No empieza bien DMZ; el dibujo es
feísta, el protagonista no resulta convincente -de hecho a mí se me hace
antipático durante toda la serie- y las primeras peripecias parecen
apuntar directamente a los clichés no demasiado originales de esos
mundos postapocalípticos lindantes con la ciencia ficción. Pero no,
afortunadamente en cuanto el personaje de Matty se asienta en la zona
desmilitarizada y asume las implicaciones de su condición única en el
lugar la serie comienza a remontar el vuelo rápidamente.

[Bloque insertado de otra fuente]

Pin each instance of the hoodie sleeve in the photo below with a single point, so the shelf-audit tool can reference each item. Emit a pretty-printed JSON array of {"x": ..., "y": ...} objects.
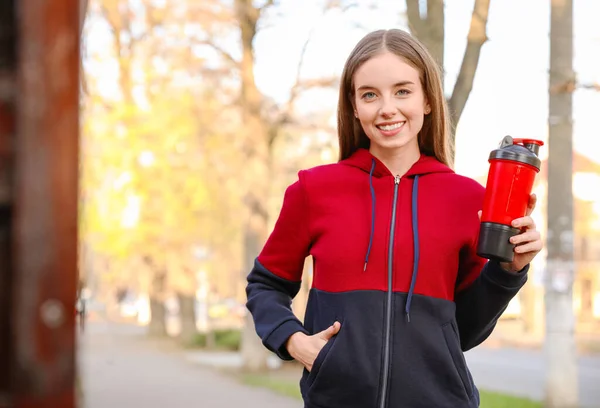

DMZ se revela entonces como una serie más
realista y alejada de los tópicos de género de lo que
pudiera pensarse en principio. El escenario es todo lo imaginario que
queramos -una segunda guerra civil en Norteamérica, con la ciudad de
Nueva York como frontera entre ambos bandos enfrentados- pero el
tratamiento de las causas y efectos, el reflejo de las oscuras
motivaciones que recorren como un río subterraneo todo el conflicto y la
descripción de los poderes fácticos que intervienen en él, desde
gobiernos, milicias, señores de la guerra, medios de comunicación y sus
inevitables manipulaciones, y corporaciones y sus no menos mezquinos
intereses en reconstrucciones posteriores -así hasta llegar a la
sufrida población civil- es de tal verosimilitud que bien podría
afirmarse que muestran casi con rigor documental lo que significa hoy en
día una guerra.
Incluso estaría dispuesto a defender, y es el mayor elogio que
podría hacerle, que por la manera en la que explora cada una
de las capas y estamentos del conflicto, siempre con la pausa justa y
siempre demorándose en cada uno de ellos lo que cada uno de ellos
demanda, sin olvidarse jamás de ningúna manifestación
de la guerra - ni siquiera se olvida de dedicarle una mirada al
arte callejero que se genera durante el conflicto-, el guion de Brian
Wood recuerda a las producciones, también cuasi periodísticas, de
David Simon para HBO. Y eso, barrunto, son palabras mayores.